Call to address loophole in tax debt legislation

The recent release of the Transparency of Tax Debt draft legislation by The Minister for Revenue and Financial Services, the Hon Kelly O’Dwyer, has been welcomed by The Australian Institute of Credit Management (AICM), who have been lobbying for this legislation since 2014.

AICM CEO Nick Pilavidis said, “This is a long overdue change, addressing a glaring gap in the information available to all businesses to clearly assess and mitigate credit risk. This information gap not only exposes our members’ businesses to unnecessary risk, it also allows those that avoid their tax obligations to gain an unfair advantage and is linked to illegal phoenix activity”.

Currently credit providers are regularly frustrated when liquidators report on a failed company reveal extensive debts to the ATO which have often been outstanding for over 12 months.

While the AICM agrees many benefits will flow from the draft legislation, it is concerned that it fails to provide sufficient deterrent for those that choose to avoid their tax obligations, because the information will be expunged from credit files if the business subsequently engages with the ATO.

“Information of businesses that have had prior breaches reported, but subsequently paid, is highly relevant to all credit providers, as it assists with a comprehensive assessment of credit worthiness. To remove prior breaches from the file not only reduces the ability for full and complete credit assessments, it also leaves a loophole for those that intend to avoid their obligations, such as illegal phoenix operators.”

Pilavidid said that, according to the ATO, over 95 per cent of businesses pay their tax obligations within 90 days. Of the remaining 5 per cent, around 3 per cent remains outstanding after 365 days. He said that, “this clearly indicates that most businesses that fail to pay within 90 days have no intention or capacity to pay, and those that do are likely to engage with the ATO within the 21 day warning period.

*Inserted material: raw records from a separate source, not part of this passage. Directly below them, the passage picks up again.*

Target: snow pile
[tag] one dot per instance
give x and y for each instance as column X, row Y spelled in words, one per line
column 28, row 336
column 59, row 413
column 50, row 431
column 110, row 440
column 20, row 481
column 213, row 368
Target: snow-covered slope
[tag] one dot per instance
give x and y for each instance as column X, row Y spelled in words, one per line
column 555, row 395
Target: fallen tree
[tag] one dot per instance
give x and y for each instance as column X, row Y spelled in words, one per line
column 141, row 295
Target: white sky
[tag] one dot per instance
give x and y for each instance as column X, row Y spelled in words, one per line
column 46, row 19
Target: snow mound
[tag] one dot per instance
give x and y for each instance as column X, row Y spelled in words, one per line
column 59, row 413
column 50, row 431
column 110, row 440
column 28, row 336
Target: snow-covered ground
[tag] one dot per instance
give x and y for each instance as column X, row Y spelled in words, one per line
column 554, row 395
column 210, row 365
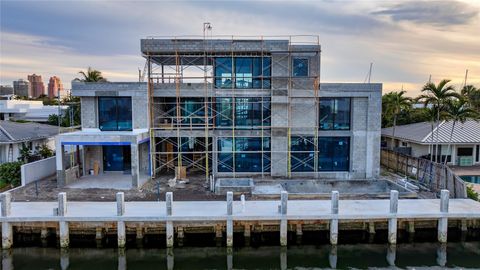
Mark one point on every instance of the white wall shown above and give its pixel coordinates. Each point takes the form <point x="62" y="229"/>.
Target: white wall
<point x="38" y="170"/>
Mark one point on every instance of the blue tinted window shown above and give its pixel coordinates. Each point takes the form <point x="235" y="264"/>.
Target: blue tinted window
<point x="248" y="156"/>
<point x="248" y="112"/>
<point x="114" y="113"/>
<point x="223" y="72"/>
<point x="333" y="153"/>
<point x="302" y="157"/>
<point x="334" y="113"/>
<point x="243" y="72"/>
<point x="300" y="67"/>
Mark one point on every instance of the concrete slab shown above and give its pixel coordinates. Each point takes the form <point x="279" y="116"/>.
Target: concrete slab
<point x="110" y="180"/>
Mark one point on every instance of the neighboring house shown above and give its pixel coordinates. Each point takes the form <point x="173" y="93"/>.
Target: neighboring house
<point x="13" y="135"/>
<point x="228" y="108"/>
<point x="417" y="140"/>
<point x="28" y="110"/>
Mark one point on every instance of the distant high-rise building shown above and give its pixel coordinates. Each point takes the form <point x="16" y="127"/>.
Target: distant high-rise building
<point x="55" y="87"/>
<point x="37" y="86"/>
<point x="6" y="90"/>
<point x="22" y="88"/>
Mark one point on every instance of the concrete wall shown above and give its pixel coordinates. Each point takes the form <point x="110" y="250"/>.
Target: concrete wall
<point x="37" y="170"/>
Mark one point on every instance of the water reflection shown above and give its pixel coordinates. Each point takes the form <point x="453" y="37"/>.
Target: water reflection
<point x="464" y="255"/>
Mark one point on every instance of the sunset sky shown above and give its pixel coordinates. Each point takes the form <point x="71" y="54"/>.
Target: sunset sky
<point x="406" y="40"/>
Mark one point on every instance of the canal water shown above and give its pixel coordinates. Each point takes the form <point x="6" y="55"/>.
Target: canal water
<point x="312" y="251"/>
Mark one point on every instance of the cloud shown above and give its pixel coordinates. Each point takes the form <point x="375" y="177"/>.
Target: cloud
<point x="435" y="13"/>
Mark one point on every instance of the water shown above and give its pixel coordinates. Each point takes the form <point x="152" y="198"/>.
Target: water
<point x="460" y="255"/>
<point x="471" y="178"/>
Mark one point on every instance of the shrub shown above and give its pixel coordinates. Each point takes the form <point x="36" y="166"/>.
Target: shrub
<point x="10" y="173"/>
<point x="472" y="194"/>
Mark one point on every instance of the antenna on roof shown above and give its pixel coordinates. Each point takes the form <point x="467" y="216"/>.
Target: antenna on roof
<point x="465" y="81"/>
<point x="369" y="74"/>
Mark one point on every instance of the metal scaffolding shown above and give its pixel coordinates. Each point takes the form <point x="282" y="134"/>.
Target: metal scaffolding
<point x="184" y="113"/>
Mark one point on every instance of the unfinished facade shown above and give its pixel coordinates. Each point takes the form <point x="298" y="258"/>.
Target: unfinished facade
<point x="245" y="107"/>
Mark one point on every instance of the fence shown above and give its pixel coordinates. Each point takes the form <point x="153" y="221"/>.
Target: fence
<point x="38" y="170"/>
<point x="432" y="175"/>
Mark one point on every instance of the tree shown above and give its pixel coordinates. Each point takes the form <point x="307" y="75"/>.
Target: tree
<point x="437" y="96"/>
<point x="43" y="151"/>
<point x="92" y="75"/>
<point x="396" y="102"/>
<point x="473" y="95"/>
<point x="458" y="111"/>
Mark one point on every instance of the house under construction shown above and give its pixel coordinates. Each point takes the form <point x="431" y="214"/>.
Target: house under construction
<point x="228" y="107"/>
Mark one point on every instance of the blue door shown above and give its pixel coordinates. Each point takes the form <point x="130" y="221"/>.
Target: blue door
<point x="113" y="158"/>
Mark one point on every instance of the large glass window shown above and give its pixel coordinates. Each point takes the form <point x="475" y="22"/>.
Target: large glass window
<point x="302" y="157"/>
<point x="115" y="113"/>
<point x="247" y="112"/>
<point x="334" y="114"/>
<point x="249" y="72"/>
<point x="333" y="153"/>
<point x="246" y="153"/>
<point x="300" y="67"/>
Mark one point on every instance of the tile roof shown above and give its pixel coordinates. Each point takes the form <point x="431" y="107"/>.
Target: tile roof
<point x="468" y="132"/>
<point x="18" y="132"/>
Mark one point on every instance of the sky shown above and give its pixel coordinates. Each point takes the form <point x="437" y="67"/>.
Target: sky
<point x="407" y="41"/>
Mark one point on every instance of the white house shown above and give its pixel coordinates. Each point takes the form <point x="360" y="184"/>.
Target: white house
<point x="13" y="135"/>
<point x="28" y="110"/>
<point x="417" y="140"/>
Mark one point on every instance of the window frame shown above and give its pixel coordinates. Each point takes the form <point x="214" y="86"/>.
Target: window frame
<point x="99" y="120"/>
<point x="334" y="114"/>
<point x="308" y="67"/>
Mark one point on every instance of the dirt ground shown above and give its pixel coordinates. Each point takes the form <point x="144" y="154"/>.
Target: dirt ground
<point x="47" y="190"/>
<point x="195" y="190"/>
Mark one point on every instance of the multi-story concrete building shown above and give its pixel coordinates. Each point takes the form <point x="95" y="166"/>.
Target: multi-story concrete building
<point x="6" y="90"/>
<point x="55" y="87"/>
<point x="230" y="108"/>
<point x="36" y="85"/>
<point x="21" y="88"/>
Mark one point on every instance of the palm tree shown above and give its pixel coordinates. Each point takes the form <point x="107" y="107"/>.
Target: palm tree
<point x="92" y="75"/>
<point x="438" y="95"/>
<point x="458" y="111"/>
<point x="395" y="102"/>
<point x="473" y="95"/>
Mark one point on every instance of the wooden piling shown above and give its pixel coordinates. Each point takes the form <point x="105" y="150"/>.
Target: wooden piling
<point x="334" y="220"/>
<point x="64" y="233"/>
<point x="443" y="221"/>
<point x="7" y="231"/>
<point x="169" y="224"/>
<point x="283" y="221"/>
<point x="392" y="221"/>
<point x="229" y="219"/>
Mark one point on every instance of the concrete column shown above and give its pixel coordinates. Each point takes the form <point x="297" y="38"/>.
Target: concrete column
<point x="64" y="234"/>
<point x="391" y="254"/>
<point x="392" y="222"/>
<point x="62" y="204"/>
<point x="7" y="259"/>
<point x="283" y="220"/>
<point x="334" y="220"/>
<point x="122" y="259"/>
<point x="283" y="258"/>
<point x="169" y="226"/>
<point x="443" y="222"/>
<point x="64" y="258"/>
<point x="120" y="196"/>
<point x="333" y="257"/>
<point x="63" y="225"/>
<point x="121" y="230"/>
<point x="229" y="219"/>
<point x="7" y="232"/>
<point x="170" y="259"/>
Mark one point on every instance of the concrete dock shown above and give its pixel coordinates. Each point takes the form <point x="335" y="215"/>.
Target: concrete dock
<point x="170" y="217"/>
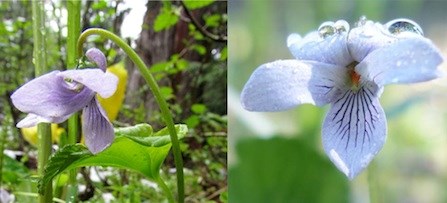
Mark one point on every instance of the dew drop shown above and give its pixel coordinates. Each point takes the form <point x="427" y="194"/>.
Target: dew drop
<point x="341" y="26"/>
<point x="326" y="29"/>
<point x="401" y="25"/>
<point x="362" y="21"/>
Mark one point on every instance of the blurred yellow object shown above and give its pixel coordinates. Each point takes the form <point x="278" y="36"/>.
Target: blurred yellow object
<point x="113" y="104"/>
<point x="30" y="134"/>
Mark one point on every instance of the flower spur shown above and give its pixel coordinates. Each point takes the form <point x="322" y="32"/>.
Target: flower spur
<point x="55" y="96"/>
<point x="346" y="68"/>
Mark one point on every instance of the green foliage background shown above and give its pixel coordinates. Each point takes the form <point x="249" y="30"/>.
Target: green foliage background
<point x="202" y="108"/>
<point x="264" y="148"/>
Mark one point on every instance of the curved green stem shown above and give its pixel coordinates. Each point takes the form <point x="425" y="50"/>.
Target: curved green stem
<point x="43" y="129"/>
<point x="166" y="114"/>
<point x="74" y="29"/>
<point x="165" y="188"/>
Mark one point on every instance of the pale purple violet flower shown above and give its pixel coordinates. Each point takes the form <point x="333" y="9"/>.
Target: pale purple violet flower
<point x="348" y="69"/>
<point x="55" y="96"/>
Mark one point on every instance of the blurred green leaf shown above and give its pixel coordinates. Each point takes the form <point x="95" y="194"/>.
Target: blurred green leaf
<point x="199" y="48"/>
<point x="192" y="121"/>
<point x="13" y="171"/>
<point x="198" y="108"/>
<point x="284" y="170"/>
<point x="166" y="92"/>
<point x="212" y="20"/>
<point x="99" y="5"/>
<point x="194" y="4"/>
<point x="130" y="150"/>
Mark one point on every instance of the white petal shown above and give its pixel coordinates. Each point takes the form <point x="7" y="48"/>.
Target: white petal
<point x="332" y="50"/>
<point x="32" y="120"/>
<point x="409" y="60"/>
<point x="354" y="131"/>
<point x="97" y="129"/>
<point x="104" y="83"/>
<point x="284" y="84"/>
<point x="366" y="38"/>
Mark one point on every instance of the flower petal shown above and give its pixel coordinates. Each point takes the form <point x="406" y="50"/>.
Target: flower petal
<point x="366" y="38"/>
<point x="354" y="131"/>
<point x="408" y="60"/>
<point x="103" y="83"/>
<point x="283" y="84"/>
<point x="97" y="129"/>
<point x="314" y="48"/>
<point x="49" y="96"/>
<point x="32" y="120"/>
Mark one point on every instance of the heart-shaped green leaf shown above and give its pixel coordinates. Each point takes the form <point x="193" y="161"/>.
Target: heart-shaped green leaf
<point x="135" y="148"/>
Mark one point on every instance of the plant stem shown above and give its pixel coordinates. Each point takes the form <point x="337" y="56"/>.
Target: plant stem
<point x="3" y="133"/>
<point x="74" y="29"/>
<point x="166" y="114"/>
<point x="373" y="183"/>
<point x="43" y="129"/>
<point x="165" y="188"/>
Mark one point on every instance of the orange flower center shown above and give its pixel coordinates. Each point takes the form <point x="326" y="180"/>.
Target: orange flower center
<point x="353" y="76"/>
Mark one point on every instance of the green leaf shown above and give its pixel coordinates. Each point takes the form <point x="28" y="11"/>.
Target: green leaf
<point x="135" y="148"/>
<point x="166" y="92"/>
<point x="199" y="48"/>
<point x="13" y="171"/>
<point x="280" y="170"/>
<point x="192" y="121"/>
<point x="198" y="108"/>
<point x="194" y="4"/>
<point x="165" y="20"/>
<point x="138" y="130"/>
<point x="212" y="20"/>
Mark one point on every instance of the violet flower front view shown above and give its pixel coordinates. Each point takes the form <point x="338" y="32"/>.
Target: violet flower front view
<point x="346" y="68"/>
<point x="55" y="96"/>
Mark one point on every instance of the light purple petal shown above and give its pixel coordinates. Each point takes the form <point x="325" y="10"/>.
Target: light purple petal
<point x="354" y="130"/>
<point x="368" y="37"/>
<point x="408" y="60"/>
<point x="104" y="84"/>
<point x="50" y="96"/>
<point x="312" y="47"/>
<point x="32" y="120"/>
<point x="96" y="56"/>
<point x="284" y="84"/>
<point x="97" y="129"/>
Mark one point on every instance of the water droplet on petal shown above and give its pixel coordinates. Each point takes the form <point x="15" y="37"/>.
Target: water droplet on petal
<point x="362" y="21"/>
<point x="326" y="29"/>
<point x="401" y="25"/>
<point x="341" y="26"/>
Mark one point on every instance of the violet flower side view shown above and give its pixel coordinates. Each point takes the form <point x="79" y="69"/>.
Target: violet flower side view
<point x="348" y="69"/>
<point x="55" y="96"/>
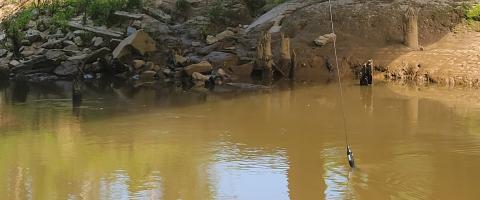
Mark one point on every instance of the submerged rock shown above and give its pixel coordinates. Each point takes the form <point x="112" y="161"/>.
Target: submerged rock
<point x="324" y="39"/>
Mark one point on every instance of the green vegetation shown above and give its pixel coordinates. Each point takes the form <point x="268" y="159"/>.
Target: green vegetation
<point x="60" y="11"/>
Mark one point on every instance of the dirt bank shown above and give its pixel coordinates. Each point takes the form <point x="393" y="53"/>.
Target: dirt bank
<point x="373" y="29"/>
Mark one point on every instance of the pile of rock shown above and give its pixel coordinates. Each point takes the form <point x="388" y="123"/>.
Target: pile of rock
<point x="139" y="48"/>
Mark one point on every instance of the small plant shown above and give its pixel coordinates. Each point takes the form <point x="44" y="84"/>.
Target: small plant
<point x="473" y="13"/>
<point x="182" y="5"/>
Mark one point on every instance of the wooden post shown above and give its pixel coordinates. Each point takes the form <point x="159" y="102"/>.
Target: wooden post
<point x="285" y="56"/>
<point x="265" y="56"/>
<point x="410" y="28"/>
<point x="291" y="73"/>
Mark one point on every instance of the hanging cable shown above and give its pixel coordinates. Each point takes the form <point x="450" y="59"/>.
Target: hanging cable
<point x="351" y="161"/>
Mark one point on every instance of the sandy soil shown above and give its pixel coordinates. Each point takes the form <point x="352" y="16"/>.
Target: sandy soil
<point x="373" y="29"/>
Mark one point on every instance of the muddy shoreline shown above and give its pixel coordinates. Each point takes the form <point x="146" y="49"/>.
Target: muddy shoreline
<point x="178" y="53"/>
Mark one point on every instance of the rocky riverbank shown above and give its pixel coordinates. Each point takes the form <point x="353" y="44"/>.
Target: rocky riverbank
<point x="203" y="45"/>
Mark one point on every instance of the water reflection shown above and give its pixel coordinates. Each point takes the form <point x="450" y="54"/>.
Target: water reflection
<point x="156" y="142"/>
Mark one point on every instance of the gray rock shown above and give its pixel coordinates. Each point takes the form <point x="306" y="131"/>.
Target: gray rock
<point x="42" y="25"/>
<point x="68" y="67"/>
<point x="27" y="53"/>
<point x="158" y="14"/>
<point x="98" y="42"/>
<point x="54" y="54"/>
<point x="2" y="36"/>
<point x="199" y="79"/>
<point x="147" y="75"/>
<point x="131" y="30"/>
<point x="140" y="41"/>
<point x="224" y="35"/>
<point x="14" y="63"/>
<point x="72" y="47"/>
<point x="180" y="60"/>
<point x="26" y="42"/>
<point x="128" y="15"/>
<point x="137" y="24"/>
<point x="78" y="41"/>
<point x="221" y="59"/>
<point x="78" y="32"/>
<point x="196" y="44"/>
<point x="208" y="49"/>
<point x="244" y="70"/>
<point x="211" y="39"/>
<point x="3" y="52"/>
<point x="33" y="35"/>
<point x="154" y="27"/>
<point x="137" y="64"/>
<point x="201" y="67"/>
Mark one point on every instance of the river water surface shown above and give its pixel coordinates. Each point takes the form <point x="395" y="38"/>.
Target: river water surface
<point x="126" y="143"/>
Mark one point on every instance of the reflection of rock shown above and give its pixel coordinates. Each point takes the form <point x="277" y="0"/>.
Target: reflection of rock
<point x="20" y="91"/>
<point x="201" y="67"/>
<point x="244" y="70"/>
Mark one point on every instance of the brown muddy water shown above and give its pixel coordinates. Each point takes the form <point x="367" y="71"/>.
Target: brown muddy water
<point x="125" y="143"/>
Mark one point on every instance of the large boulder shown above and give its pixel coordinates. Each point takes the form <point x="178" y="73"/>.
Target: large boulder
<point x="140" y="41"/>
<point x="244" y="70"/>
<point x="33" y="35"/>
<point x="154" y="27"/>
<point x="221" y="59"/>
<point x="68" y="67"/>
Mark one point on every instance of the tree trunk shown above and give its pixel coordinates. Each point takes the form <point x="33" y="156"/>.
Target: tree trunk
<point x="410" y="28"/>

“For an extremely small minority, extenuating circumstances may create exceptions and the ATO should have flexibility to remove defaults in these circumstances,” Pilavidis continued. “However, it is clear the overwhelming majority of businesses that may be reported have intentionally avoided their obligations and removing the information leaves a glaring loophole that will be manipulated.”

Pilavidis said that to ensure the measure achieves its goals and reduces the ability for businesses to avoid their obligations, the information should not be expunged on entering repayment arrangements, raising disputes or full payment, instead the information should be updated to reflect this.

He said that the current loophole means not only those that intend to avoid their obligations continue to do so, but provides incentive for them to repeat this activity. He cited two examples that illustratare this:

  • Those that enter a repayment arrangement to have a credit file cleared only to default on the arrangements once a credit provider has extended new credit.
  • A serial illegal phoenix operator that will enter a repayment arrangement before winding up the business to give the appearance there were no unpaid obligations.

Pilavidis said that if the information remained on file but was updated to reflect the current status, such as “paid”, “repayment arrangement” or “disputed”, this would not only close the loopholes above but allow credit providers to make further inquiries before extending credit and ensure the repayment can be monitored closely.